From: Andrew Morton (akpm@digeo.com)
Date: Fri Sep 13 2002 - 14:57:36 EST


Bill Davenport wrote:
>
> I've got a system which has a fairly large amount of physical memory (2GB)
> that experiences
> performance problems after a large number of files have been accessed.
>
> ...

Your analysis is 100% correct. It's a problem.

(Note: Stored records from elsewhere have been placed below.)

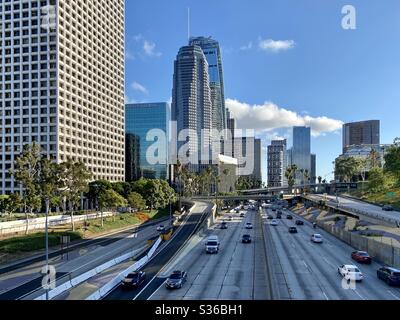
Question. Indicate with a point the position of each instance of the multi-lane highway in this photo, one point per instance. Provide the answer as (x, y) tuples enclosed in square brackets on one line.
[(310, 269), (238, 271), (24, 279), (152, 269)]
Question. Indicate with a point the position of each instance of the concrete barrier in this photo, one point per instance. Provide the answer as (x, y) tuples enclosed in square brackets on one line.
[(383, 252), (103, 291)]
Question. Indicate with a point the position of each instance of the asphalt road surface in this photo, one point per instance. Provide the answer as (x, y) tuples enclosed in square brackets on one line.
[(310, 269), (163, 257), (238, 271), (25, 278)]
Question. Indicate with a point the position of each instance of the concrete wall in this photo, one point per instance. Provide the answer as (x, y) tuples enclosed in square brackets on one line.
[(383, 252)]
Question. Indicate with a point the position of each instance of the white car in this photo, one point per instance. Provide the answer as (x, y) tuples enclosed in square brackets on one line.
[(350, 272), (274, 222), (317, 238)]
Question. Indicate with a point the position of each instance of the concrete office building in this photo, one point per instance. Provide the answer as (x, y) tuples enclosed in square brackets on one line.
[(62, 83), (361, 133), (141, 119), (277, 163), (191, 103), (301, 151)]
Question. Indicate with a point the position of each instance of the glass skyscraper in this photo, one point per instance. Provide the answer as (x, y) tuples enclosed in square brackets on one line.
[(191, 102), (213, 55), (140, 119)]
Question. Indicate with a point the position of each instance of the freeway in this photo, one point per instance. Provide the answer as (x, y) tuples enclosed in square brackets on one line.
[(164, 256), (360, 206), (310, 270), (238, 271), (24, 279)]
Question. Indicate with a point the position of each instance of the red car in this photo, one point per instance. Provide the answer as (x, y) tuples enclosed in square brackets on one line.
[(361, 257)]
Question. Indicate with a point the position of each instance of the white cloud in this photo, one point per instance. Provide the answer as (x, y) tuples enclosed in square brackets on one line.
[(269, 117), (275, 45), (140, 88), (149, 49), (246, 47)]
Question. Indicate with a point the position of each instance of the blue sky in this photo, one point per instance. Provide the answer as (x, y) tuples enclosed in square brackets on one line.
[(322, 75)]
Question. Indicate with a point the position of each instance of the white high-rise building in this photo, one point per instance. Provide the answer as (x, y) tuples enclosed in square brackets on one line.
[(62, 83)]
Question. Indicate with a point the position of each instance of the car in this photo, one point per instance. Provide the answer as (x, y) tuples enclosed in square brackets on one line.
[(176, 280), (274, 222), (316, 238), (350, 272), (361, 257), (390, 275), (133, 280), (246, 238), (292, 230)]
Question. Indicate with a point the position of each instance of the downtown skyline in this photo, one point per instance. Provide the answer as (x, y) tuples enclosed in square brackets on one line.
[(290, 80)]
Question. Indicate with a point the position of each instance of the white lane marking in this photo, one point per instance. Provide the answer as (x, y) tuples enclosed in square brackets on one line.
[(155, 291), (397, 298), (359, 294)]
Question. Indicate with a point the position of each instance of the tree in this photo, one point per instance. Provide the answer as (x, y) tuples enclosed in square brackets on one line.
[(392, 160), (110, 199), (135, 200), (10, 203), (346, 168), (26, 172), (74, 182)]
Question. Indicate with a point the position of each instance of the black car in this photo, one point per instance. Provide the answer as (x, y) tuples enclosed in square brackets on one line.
[(246, 238), (134, 280), (176, 280), (292, 230), (390, 275)]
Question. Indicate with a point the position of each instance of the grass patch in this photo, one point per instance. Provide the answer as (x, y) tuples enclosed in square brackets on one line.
[(34, 241)]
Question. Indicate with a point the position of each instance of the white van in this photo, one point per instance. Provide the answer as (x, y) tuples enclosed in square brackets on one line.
[(212, 244)]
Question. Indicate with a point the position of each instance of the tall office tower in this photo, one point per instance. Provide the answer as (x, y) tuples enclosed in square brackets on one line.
[(230, 123), (247, 150), (277, 158), (361, 133), (144, 158), (213, 55), (191, 102), (301, 151), (62, 83), (313, 174)]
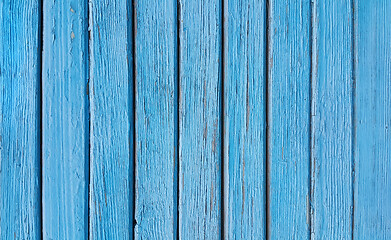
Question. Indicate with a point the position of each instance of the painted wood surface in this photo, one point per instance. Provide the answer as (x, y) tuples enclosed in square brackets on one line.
[(185, 119), (20, 207), (289, 95), (111, 137), (244, 119), (65, 126), (372, 152), (156, 119), (331, 120), (200, 111)]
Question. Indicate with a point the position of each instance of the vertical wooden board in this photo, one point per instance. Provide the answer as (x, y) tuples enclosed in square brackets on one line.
[(332, 84), (20, 201), (244, 119), (289, 119), (111, 141), (199, 119), (64, 120), (372, 209), (156, 122)]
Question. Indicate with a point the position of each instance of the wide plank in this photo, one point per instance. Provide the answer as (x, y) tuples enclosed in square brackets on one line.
[(111, 122), (372, 152), (331, 120), (20, 91), (289, 118), (200, 111), (156, 119), (65, 120), (245, 119)]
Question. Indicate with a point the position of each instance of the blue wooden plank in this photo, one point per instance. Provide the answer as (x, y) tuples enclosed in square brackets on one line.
[(111, 132), (200, 119), (65, 120), (20, 201), (156, 121), (289, 118), (372, 209), (332, 84), (245, 119)]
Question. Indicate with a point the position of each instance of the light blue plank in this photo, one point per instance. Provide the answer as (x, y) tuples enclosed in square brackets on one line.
[(289, 115), (332, 84), (65, 120), (20, 201), (200, 119), (111, 121), (156, 121), (245, 119), (372, 209)]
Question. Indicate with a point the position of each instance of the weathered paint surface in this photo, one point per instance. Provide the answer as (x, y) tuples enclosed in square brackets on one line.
[(289, 118), (331, 120), (372, 152), (156, 119), (200, 119), (111, 145), (244, 119), (64, 120), (20, 202), (183, 119)]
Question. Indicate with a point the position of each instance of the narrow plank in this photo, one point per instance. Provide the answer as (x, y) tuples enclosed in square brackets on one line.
[(372, 209), (20, 201), (332, 85), (64, 121), (200, 119), (245, 119), (156, 122), (111, 131), (289, 101)]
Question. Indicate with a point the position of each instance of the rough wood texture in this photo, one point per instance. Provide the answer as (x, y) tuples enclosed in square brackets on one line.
[(372, 200), (200, 119), (244, 119), (332, 105), (156, 119), (20, 201), (289, 115), (65, 120), (110, 89)]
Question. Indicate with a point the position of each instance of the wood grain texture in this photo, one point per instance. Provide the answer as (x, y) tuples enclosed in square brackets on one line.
[(289, 118), (332, 84), (244, 119), (20, 201), (200, 119), (156, 120), (65, 120), (372, 209), (111, 151)]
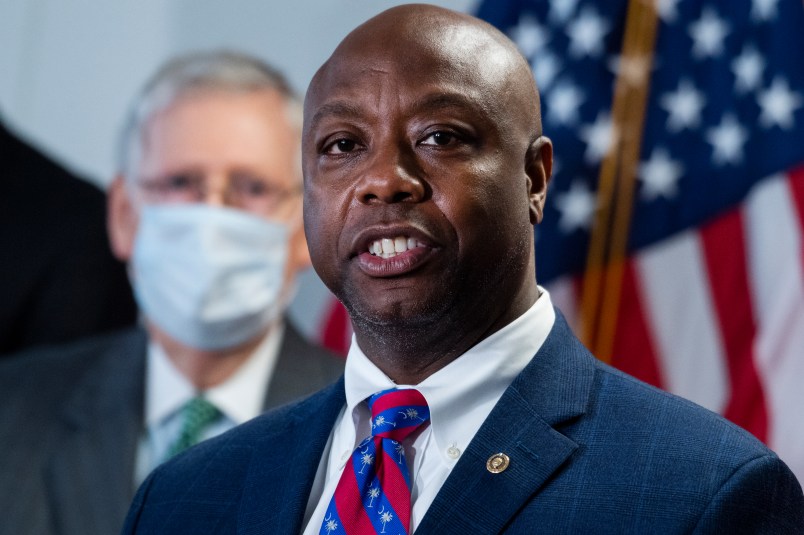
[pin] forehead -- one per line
(456, 64)
(222, 128)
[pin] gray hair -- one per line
(219, 71)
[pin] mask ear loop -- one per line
(293, 224)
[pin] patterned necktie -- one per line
(373, 494)
(197, 414)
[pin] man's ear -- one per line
(121, 219)
(539, 169)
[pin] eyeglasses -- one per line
(241, 189)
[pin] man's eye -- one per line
(178, 183)
(439, 138)
(342, 146)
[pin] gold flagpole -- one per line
(617, 181)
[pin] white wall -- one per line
(69, 68)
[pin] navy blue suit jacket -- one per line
(591, 451)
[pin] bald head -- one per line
(425, 170)
(459, 47)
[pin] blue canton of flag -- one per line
(726, 108)
(709, 302)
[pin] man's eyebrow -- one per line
(336, 109)
(446, 101)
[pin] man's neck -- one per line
(204, 368)
(409, 354)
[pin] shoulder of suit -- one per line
(51, 371)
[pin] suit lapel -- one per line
(96, 452)
(553, 388)
(278, 486)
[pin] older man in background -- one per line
(207, 212)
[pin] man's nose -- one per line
(391, 176)
(217, 191)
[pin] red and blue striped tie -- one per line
(373, 494)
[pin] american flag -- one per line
(708, 300)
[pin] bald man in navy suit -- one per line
(425, 170)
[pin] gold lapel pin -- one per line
(497, 463)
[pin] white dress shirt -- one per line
(240, 398)
(460, 397)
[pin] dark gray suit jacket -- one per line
(70, 422)
(591, 450)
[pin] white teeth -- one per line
(390, 247)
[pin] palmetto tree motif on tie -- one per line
(197, 415)
(373, 494)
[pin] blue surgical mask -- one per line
(210, 277)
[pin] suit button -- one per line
(497, 463)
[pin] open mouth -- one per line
(390, 247)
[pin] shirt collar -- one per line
(462, 394)
(240, 398)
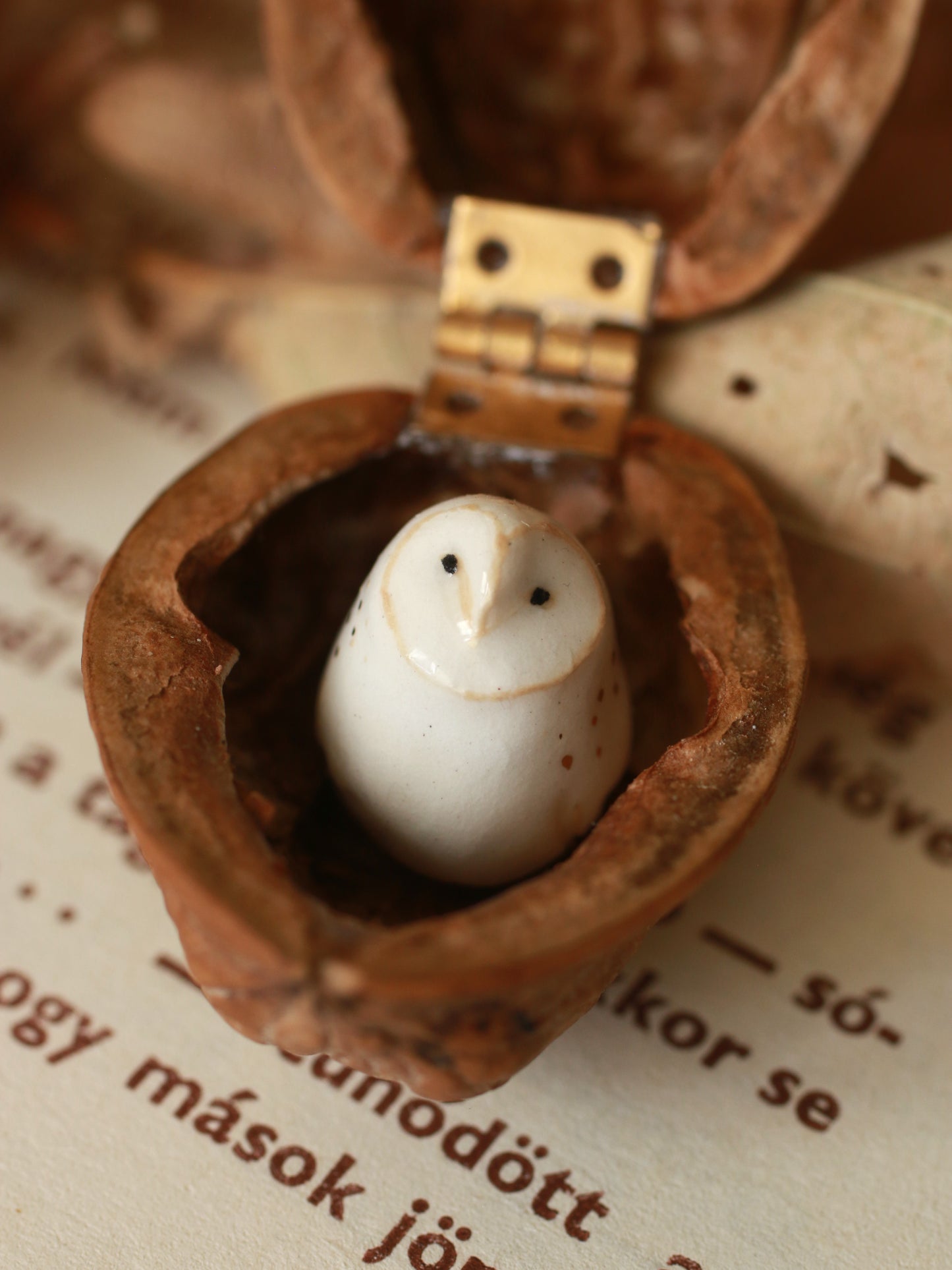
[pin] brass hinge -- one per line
(541, 315)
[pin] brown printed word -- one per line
(150, 397)
(898, 712)
(852, 1014)
(47, 1023)
(34, 765)
(423, 1248)
(32, 643)
(872, 792)
(67, 568)
(289, 1165)
(681, 1029)
(474, 1146)
(815, 1109)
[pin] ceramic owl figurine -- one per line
(474, 710)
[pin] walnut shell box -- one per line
(208, 634)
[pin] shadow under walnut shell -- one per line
(297, 927)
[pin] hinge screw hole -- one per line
(607, 272)
(493, 256)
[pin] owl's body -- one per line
(474, 710)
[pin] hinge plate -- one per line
(540, 328)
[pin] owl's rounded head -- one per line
(491, 598)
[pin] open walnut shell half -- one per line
(297, 929)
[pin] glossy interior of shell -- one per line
(281, 598)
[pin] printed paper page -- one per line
(766, 1087)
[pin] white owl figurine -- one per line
(474, 710)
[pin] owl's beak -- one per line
(489, 601)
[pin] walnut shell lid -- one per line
(738, 123)
(455, 1002)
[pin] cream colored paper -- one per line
(768, 1087)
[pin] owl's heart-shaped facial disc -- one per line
(474, 710)
(491, 598)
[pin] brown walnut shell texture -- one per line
(734, 125)
(455, 1004)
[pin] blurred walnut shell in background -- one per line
(738, 123)
(298, 930)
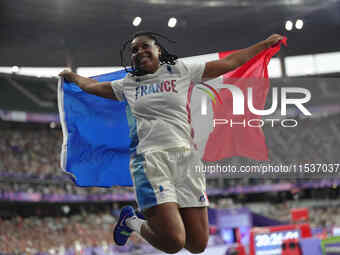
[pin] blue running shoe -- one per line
(140, 215)
(122, 232)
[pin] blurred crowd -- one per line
(31, 151)
(31, 154)
(55, 235)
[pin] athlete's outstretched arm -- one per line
(213, 69)
(102, 89)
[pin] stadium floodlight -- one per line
(136, 21)
(15, 69)
(289, 25)
(172, 22)
(299, 24)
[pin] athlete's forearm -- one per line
(83, 82)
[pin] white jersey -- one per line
(158, 112)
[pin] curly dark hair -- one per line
(164, 58)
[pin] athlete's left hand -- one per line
(272, 40)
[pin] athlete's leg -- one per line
(196, 225)
(164, 228)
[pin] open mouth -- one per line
(143, 60)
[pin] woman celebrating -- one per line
(171, 196)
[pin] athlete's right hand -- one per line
(68, 75)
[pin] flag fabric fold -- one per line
(95, 148)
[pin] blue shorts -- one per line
(168, 176)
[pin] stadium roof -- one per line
(90, 33)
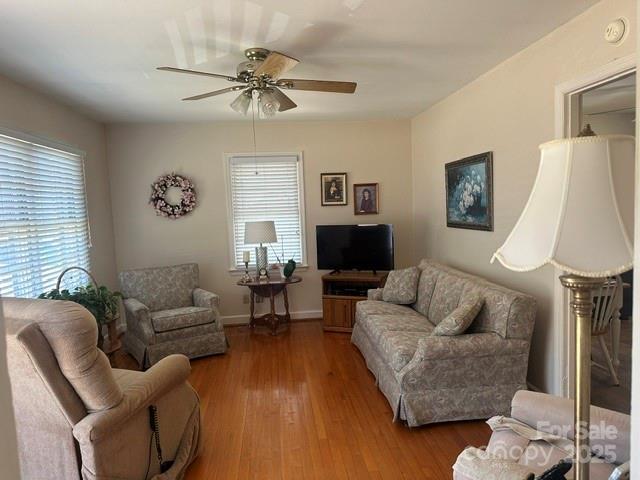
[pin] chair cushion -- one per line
(401, 286)
(72, 334)
(161, 288)
(398, 347)
(176, 318)
(376, 307)
(457, 322)
(375, 325)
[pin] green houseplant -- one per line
(99, 300)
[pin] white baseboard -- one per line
(244, 319)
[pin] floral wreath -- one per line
(159, 189)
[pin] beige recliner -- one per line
(538, 435)
(76, 417)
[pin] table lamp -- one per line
(572, 221)
(259, 233)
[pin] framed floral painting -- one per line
(469, 191)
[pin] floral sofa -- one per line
(428, 378)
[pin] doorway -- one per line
(607, 102)
(609, 109)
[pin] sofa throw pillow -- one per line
(401, 286)
(457, 322)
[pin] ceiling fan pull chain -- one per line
(253, 126)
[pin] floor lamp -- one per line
(572, 221)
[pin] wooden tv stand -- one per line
(340, 293)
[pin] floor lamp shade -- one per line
(572, 219)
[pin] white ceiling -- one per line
(100, 55)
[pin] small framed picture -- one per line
(365, 198)
(469, 192)
(334, 189)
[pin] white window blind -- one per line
(43, 217)
(267, 187)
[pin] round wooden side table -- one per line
(270, 288)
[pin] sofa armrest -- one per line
(203, 298)
(374, 294)
(165, 375)
(437, 347)
(139, 320)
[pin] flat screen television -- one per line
(355, 247)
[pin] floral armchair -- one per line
(168, 313)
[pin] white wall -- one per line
(373, 151)
(635, 367)
(8, 445)
(510, 111)
(27, 111)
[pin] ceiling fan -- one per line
(261, 74)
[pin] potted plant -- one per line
(99, 300)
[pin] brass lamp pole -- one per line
(581, 306)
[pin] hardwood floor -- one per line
(303, 405)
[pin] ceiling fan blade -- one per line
(317, 85)
(285, 102)
(275, 65)
(216, 92)
(196, 72)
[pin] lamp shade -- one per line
(260, 232)
(572, 218)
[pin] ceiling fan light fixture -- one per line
(269, 104)
(242, 102)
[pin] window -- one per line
(43, 216)
(267, 187)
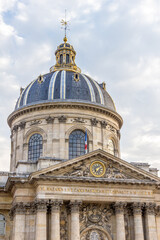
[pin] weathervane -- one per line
(64, 23)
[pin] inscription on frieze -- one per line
(94, 191)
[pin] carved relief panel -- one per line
(95, 222)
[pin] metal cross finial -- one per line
(64, 23)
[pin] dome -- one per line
(65, 86)
(65, 83)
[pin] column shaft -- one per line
(138, 225)
(120, 226)
(55, 220)
(151, 222)
(75, 226)
(41, 221)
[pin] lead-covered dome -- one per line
(65, 83)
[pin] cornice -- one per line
(67, 105)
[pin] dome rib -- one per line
(62, 86)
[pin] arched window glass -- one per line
(61, 59)
(2, 225)
(35, 147)
(111, 148)
(67, 58)
(76, 144)
(94, 236)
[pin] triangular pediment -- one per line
(97, 165)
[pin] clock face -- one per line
(97, 169)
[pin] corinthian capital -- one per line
(150, 208)
(41, 205)
(119, 207)
(74, 206)
(55, 205)
(137, 207)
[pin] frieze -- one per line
(35, 122)
(95, 191)
(79, 120)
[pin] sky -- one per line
(117, 42)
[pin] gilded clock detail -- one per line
(97, 169)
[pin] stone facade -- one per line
(94, 196)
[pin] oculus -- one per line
(97, 169)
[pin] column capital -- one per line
(150, 208)
(137, 207)
(74, 206)
(17, 208)
(55, 205)
(41, 205)
(119, 207)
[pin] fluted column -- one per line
(120, 226)
(138, 225)
(151, 221)
(75, 226)
(41, 220)
(55, 219)
(158, 221)
(18, 213)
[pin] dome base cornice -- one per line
(64, 105)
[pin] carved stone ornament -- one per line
(114, 173)
(98, 215)
(15, 128)
(41, 205)
(79, 171)
(94, 121)
(79, 120)
(22, 125)
(119, 207)
(55, 205)
(150, 208)
(35, 122)
(137, 207)
(103, 124)
(49, 119)
(74, 206)
(62, 119)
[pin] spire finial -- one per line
(64, 23)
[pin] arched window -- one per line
(76, 144)
(2, 225)
(111, 148)
(61, 59)
(35, 147)
(67, 58)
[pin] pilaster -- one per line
(151, 221)
(138, 225)
(75, 225)
(120, 226)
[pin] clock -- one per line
(97, 169)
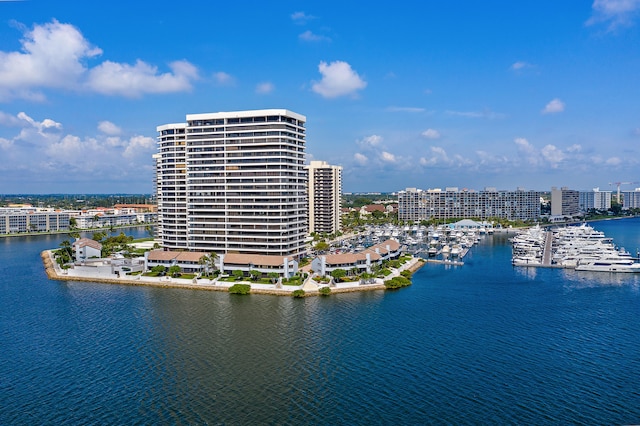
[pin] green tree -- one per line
(240, 288)
(175, 271)
(158, 269)
(273, 276)
(209, 262)
(321, 246)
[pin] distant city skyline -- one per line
(430, 95)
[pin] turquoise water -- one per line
(485, 343)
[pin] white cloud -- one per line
(108, 128)
(301, 17)
(405, 109)
(553, 107)
(43, 150)
(387, 157)
(309, 36)
(265, 88)
(431, 134)
(138, 145)
(41, 126)
(338, 79)
(112, 78)
(488, 114)
(370, 141)
(553, 155)
(223, 79)
(438, 156)
(5, 143)
(615, 13)
(54, 56)
(361, 159)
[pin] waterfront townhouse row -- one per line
(284, 266)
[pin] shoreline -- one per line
(69, 231)
(310, 287)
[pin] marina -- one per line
(445, 243)
(578, 247)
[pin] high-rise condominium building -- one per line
(565, 202)
(325, 190)
(631, 199)
(417, 204)
(233, 182)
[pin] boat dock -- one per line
(547, 250)
(445, 262)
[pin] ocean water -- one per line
(484, 343)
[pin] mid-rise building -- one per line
(631, 199)
(233, 182)
(325, 189)
(26, 219)
(595, 199)
(565, 202)
(417, 204)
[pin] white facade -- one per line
(233, 182)
(631, 199)
(595, 199)
(417, 204)
(31, 219)
(565, 202)
(325, 189)
(171, 185)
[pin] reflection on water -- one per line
(482, 343)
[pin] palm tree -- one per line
(209, 262)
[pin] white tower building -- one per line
(240, 183)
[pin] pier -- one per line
(547, 250)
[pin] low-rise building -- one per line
(86, 248)
(362, 261)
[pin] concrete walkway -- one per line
(89, 274)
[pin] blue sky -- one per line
(413, 94)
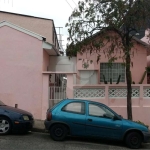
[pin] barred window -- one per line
(112, 71)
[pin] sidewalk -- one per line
(39, 126)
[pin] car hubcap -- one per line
(4, 126)
(134, 140)
(58, 132)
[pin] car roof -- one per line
(83, 100)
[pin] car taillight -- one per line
(49, 116)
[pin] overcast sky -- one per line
(58, 10)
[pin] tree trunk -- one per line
(129, 88)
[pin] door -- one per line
(100, 122)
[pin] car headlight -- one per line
(25, 117)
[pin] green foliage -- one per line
(141, 123)
(107, 27)
(118, 79)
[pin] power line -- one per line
(74, 2)
(69, 4)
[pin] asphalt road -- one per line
(42, 141)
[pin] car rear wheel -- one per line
(58, 132)
(133, 140)
(5, 126)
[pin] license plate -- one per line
(25, 117)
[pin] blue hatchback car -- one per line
(87, 118)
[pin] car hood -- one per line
(20, 111)
(135, 125)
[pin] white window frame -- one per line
(114, 75)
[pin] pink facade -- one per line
(26, 64)
(21, 70)
(139, 61)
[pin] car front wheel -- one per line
(133, 140)
(58, 132)
(5, 126)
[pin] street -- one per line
(42, 141)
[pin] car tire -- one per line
(58, 132)
(5, 126)
(133, 140)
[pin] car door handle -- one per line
(89, 119)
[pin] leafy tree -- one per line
(97, 23)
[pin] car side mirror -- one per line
(115, 118)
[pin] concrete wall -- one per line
(62, 64)
(46, 59)
(40, 26)
(21, 68)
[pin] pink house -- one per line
(35, 76)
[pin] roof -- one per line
(26, 15)
(6, 23)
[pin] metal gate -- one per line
(57, 90)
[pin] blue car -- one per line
(14, 119)
(92, 119)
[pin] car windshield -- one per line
(1, 103)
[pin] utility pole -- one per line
(60, 38)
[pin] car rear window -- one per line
(75, 107)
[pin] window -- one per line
(75, 107)
(100, 111)
(112, 71)
(88, 77)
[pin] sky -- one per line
(58, 10)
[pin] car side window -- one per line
(75, 107)
(100, 111)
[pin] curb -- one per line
(39, 130)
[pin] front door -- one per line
(100, 122)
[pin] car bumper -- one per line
(25, 125)
(146, 137)
(47, 124)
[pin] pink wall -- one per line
(21, 70)
(139, 63)
(46, 59)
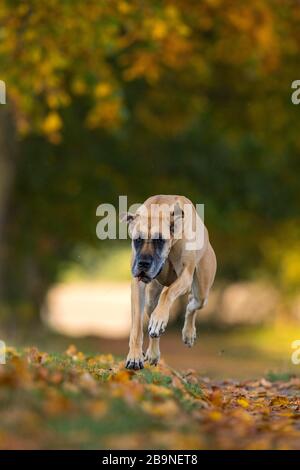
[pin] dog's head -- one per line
(153, 233)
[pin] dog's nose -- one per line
(145, 263)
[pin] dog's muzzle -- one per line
(144, 271)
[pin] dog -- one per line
(168, 260)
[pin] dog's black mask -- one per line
(149, 259)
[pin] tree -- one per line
(196, 92)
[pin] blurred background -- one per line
(138, 98)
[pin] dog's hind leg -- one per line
(153, 291)
(202, 281)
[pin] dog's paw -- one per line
(189, 336)
(134, 361)
(157, 326)
(152, 357)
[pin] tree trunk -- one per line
(8, 163)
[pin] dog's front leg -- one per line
(135, 355)
(160, 316)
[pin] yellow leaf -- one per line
(243, 402)
(52, 123)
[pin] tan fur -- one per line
(184, 271)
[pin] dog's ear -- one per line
(176, 219)
(126, 217)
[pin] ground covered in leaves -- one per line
(77, 401)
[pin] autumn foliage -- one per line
(74, 400)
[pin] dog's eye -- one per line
(158, 242)
(138, 242)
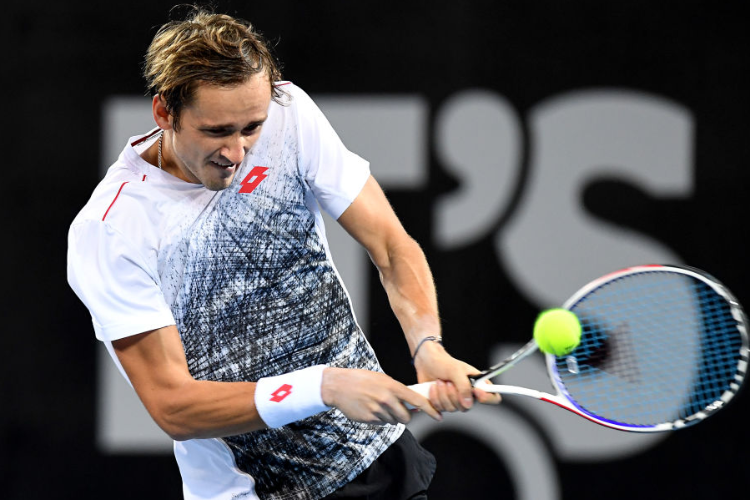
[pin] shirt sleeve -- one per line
(335, 174)
(114, 282)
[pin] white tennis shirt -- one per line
(246, 275)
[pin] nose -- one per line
(235, 148)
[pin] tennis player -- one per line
(202, 259)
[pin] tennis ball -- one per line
(557, 331)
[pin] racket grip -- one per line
(422, 389)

There's a fix for this in Andrea's kernel.
 
> ...
>
> and I'd like to change it to:
>
> void prune_icache(int goal)
> {
> ...
> while (entry != &inode_unused)
> {
> ...
> if (inode->i_state & (I_FREEING|I_CLEAR|I_LOCK))
> continue;
> if ((inode->i_state != 0) || inode_has_buffers(inode))
> continue;
> if (inode->i_data.nrpages != 0) {
> if ((!list_empty(&inode->i_data.dirty_pages)) ||
> (!list_empty(&inode->i_data.locked_pages))) {
> /* skip if any dirty or locked pages */
> continue;
> }
> }

locked_pages tends to hold clean, unlocked pages, alas. Testing
->dirty_pages makes sense.

If there are no dirty pages then you can run invalidate_inode_pages();
chances are, that will bring ->nrpages to zero, and all is well.